Augusto Morales


Cada punto de la reforma constitucional a la justicia, como algunas otras escasas reformas, despierta enconadas y apasionadas polémicas. Y no es para menos, pues ahora está más cerca en juego no solo la suerte de una de las tres Ramas del Estado y el rumbo que tomará frente a la comunidad, sino porque afecta múltiples o plurales intereses y fuerzas de poder. Lo último que se conoce es que mientras la Corte Suprema de Justicia apoya lo que existe en el sexto debate, los Consejos de Estado y Superior de la Judicatura abogan porque sucumba el proyecto y se tramite otro, producto de una concertación.
No es de común ocurrencia que un proyecto de reforma constitucional, o de ley, se socialice con los interesados en el tema, lo que sí ocurrió con el proyecto de modificación a la Rama Judicial, ‘untándola’ así de algo de democracia, y aunque se critica los largos meses, al parecer de inane discusión en búsqueda de consenso del proyecto antes de su presentación por el Gobierno a consideración del poder Constituyente (Congreso de la República), los ires y venires parecieron congregar luego la voluntad afirmativa de los Supremos Tribunales de Casación y de lo Contencioso Administrativo, dejando a un lado la desesperada lucha del Consejo de la Judicatura por evitar su desaparición. A estas alturas (restan únicamente dos debates en la Cámara de Representantes para eventualmente convertirse el proyecto en norma constitucional) sigue en una completa incertidumbre sobre lo que finalmente acaecerá.
Uno de esos puntos polémicos lo constituye precisamente tanto el aumento del período (de 8 a 12 años), como de la edad de retiro forzoso (de 65 a 70 años) de los magistrados de las Cortes Suprema de Justicia, Constitucional y Consejo de Estado (¿Por qué no al Fiscal?), con lo que se modificaría el artículo 233 de la Constitución, cuestionamiento que se ha agravado al plantearse incluirse su vigencia incluyendo a sus actuales integrantes.

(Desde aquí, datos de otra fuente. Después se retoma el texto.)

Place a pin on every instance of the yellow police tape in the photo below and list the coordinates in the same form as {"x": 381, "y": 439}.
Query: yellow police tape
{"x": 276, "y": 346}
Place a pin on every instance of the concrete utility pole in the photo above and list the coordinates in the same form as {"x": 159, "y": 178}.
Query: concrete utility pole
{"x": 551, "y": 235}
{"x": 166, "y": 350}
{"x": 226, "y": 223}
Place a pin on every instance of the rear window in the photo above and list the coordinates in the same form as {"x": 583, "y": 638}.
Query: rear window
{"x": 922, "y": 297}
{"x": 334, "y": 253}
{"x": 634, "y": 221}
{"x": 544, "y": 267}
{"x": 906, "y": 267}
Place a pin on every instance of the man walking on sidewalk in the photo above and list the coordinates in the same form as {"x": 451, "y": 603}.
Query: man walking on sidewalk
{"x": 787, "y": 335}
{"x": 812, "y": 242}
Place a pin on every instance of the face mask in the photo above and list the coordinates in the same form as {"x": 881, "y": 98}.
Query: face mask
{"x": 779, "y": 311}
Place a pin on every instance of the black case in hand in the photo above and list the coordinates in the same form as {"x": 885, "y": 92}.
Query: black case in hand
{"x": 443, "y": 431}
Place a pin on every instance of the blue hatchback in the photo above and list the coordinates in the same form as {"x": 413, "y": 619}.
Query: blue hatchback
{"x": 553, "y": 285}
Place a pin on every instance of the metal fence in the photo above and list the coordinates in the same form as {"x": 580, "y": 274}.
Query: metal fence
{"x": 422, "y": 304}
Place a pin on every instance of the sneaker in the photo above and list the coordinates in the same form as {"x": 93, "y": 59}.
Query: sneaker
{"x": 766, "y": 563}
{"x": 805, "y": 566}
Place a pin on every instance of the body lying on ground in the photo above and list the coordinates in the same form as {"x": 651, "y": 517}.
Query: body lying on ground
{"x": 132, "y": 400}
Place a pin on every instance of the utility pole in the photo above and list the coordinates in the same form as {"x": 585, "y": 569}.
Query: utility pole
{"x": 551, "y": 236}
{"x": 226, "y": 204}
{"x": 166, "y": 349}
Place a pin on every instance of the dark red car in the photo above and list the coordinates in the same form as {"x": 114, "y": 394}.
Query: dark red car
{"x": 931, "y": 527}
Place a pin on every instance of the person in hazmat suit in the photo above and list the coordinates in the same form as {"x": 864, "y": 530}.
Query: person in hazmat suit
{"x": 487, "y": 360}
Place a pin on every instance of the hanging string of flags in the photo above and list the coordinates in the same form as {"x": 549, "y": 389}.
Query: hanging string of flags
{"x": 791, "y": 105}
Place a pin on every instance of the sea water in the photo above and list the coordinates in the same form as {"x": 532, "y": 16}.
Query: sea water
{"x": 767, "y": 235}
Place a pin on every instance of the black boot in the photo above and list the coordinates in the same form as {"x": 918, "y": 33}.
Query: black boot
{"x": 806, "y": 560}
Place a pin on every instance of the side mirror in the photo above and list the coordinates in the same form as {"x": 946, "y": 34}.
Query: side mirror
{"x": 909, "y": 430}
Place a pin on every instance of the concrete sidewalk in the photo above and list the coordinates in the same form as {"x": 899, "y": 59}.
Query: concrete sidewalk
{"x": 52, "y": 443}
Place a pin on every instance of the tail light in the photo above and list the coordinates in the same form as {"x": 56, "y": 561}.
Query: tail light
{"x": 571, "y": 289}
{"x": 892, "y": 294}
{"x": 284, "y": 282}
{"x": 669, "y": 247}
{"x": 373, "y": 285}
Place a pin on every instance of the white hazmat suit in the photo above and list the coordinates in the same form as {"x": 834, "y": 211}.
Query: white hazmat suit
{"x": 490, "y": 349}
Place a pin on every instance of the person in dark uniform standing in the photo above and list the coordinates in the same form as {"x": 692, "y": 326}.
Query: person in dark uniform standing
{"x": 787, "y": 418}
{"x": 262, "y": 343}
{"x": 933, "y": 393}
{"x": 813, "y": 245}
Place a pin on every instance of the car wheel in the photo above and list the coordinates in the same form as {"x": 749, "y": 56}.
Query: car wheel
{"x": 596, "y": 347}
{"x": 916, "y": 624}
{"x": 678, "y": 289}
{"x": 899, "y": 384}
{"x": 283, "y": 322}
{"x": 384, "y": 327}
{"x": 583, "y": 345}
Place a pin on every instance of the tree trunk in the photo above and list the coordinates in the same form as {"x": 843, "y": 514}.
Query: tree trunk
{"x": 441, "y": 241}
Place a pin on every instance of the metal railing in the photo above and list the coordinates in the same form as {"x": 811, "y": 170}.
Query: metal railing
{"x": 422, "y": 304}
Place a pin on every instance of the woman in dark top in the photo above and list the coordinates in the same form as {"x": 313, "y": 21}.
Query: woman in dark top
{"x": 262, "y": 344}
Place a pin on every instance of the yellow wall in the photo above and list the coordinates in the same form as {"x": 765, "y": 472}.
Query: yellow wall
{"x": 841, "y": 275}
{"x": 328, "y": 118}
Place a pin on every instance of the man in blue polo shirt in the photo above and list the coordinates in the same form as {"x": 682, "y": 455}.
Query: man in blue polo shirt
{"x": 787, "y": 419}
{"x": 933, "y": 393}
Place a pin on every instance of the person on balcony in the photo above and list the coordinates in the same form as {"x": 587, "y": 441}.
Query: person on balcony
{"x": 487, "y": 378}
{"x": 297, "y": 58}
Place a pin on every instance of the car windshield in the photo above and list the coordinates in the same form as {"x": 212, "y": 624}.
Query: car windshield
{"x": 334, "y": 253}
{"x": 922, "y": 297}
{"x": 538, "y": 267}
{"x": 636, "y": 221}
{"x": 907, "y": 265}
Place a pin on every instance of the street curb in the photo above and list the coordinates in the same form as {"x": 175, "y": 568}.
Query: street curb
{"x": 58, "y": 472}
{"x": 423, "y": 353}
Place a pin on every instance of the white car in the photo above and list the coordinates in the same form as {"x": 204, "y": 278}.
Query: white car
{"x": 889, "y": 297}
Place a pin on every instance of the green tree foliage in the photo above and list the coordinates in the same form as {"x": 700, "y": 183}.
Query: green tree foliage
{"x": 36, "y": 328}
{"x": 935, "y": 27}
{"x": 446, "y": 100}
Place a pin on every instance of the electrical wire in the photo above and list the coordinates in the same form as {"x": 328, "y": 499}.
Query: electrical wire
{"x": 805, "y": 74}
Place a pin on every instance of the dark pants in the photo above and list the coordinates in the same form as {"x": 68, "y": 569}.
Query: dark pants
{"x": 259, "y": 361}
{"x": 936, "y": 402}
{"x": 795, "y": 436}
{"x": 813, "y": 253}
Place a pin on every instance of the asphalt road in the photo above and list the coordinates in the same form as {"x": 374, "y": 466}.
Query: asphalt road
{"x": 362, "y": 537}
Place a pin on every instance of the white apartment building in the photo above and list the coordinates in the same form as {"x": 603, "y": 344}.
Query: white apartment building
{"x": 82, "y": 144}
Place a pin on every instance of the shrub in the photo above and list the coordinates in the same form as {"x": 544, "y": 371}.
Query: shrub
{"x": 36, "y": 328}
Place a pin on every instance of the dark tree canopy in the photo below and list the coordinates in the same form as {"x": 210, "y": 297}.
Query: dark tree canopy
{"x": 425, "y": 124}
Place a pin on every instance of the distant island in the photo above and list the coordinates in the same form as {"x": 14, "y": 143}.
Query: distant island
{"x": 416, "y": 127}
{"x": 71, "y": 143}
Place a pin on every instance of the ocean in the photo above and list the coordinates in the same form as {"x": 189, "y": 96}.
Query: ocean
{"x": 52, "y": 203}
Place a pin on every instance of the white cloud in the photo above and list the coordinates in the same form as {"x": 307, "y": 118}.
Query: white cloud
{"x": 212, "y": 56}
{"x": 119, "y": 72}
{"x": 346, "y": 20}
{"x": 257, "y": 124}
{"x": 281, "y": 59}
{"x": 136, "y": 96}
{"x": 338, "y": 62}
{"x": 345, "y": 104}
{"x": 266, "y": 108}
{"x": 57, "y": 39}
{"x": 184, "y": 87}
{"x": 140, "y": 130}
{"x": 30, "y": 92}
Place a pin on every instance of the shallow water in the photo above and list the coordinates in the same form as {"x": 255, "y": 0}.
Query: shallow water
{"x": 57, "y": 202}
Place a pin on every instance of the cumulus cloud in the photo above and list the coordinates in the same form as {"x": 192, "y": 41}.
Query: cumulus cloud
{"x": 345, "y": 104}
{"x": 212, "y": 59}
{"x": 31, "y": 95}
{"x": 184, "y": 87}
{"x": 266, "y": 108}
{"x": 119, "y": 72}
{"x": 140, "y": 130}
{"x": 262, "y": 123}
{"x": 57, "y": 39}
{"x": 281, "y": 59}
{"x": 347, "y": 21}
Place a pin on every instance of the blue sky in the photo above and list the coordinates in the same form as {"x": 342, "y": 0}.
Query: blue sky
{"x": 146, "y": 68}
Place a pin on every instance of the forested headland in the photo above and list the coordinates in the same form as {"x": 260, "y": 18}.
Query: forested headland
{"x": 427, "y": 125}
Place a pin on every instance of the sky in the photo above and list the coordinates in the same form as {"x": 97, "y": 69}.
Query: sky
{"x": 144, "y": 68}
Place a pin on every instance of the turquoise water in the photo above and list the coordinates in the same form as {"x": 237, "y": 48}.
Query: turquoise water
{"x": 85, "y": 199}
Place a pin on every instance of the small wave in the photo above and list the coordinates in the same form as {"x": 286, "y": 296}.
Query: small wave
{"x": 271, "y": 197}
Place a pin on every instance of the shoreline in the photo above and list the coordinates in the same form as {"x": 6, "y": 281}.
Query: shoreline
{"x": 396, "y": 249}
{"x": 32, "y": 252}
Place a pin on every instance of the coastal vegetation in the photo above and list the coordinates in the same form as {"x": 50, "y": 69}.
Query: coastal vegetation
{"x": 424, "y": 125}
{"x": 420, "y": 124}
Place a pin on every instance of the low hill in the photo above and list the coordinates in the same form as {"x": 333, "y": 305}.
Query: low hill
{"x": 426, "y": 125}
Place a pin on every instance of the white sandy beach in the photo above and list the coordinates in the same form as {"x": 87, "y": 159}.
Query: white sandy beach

Dice la experiencia que el período de ocho (8) años de un Magistrado de esas Cortes es un lapso sumamente breve, pues el cúmulo de trabajo que encuentra al posesionarse difícilmente le permite desempeñarse a cabalidad en el destino; no se aprovecha debidamente la sabiduría que pueda ostentar, sino que afecta la estabilidad o permanencia de la jurisprudencia: Cada quien -y es humano-, aspira a dejar su impronta en el corto camino que recorre. Doce (12) años no anquilosa el papel de esos juzgadores, pero tampoco dinamiza sus dictámenes hasta el punto de afectar el principio de la seguridad jurídica.
Si se aumenta la edad de ingreso a esas altas Cortes (50 años como mínimo), y se mantuviera la ‘vida útil’ actual (hasta los 65 años), se me ocurre que no serían muchos quienes podrían cumplir con el período de 8 años vigente, como también no serían pocos a los que se les impediría eventualmente llegar por no poder abarcarlo completamente. Por ello, aumentada la edad de arribo a las cimas de la justicia, es apenas lógico que se aumente la edad de retiro obligatorio a los 70 años, aunque de esto podría surgir una discriminación injustificada con el resto de funcionarios de la justicia, y por qué no, del mismo Estado cuando la mayoría de sus servidores accede por concurso de méritos.
Que la novel disposición busque cobijar a los actuales altos magistrados (lo que también es humano que lo quieran con razones que también se justifican), es un asunto de definición por parte del Congreso, pero si como se ha presentado, pudo hacer parte de concesión de voluntades, nacerá la reforma con una distorsión o mácula imborrable por la alta dosis de duda que el punto ha generado; ese costo político no lo pueden asumir las Cortes porque generaría la desconfianza de la comunidad que ve en la Rama Judicial el oasis o refugio del Estado Social de Derecho.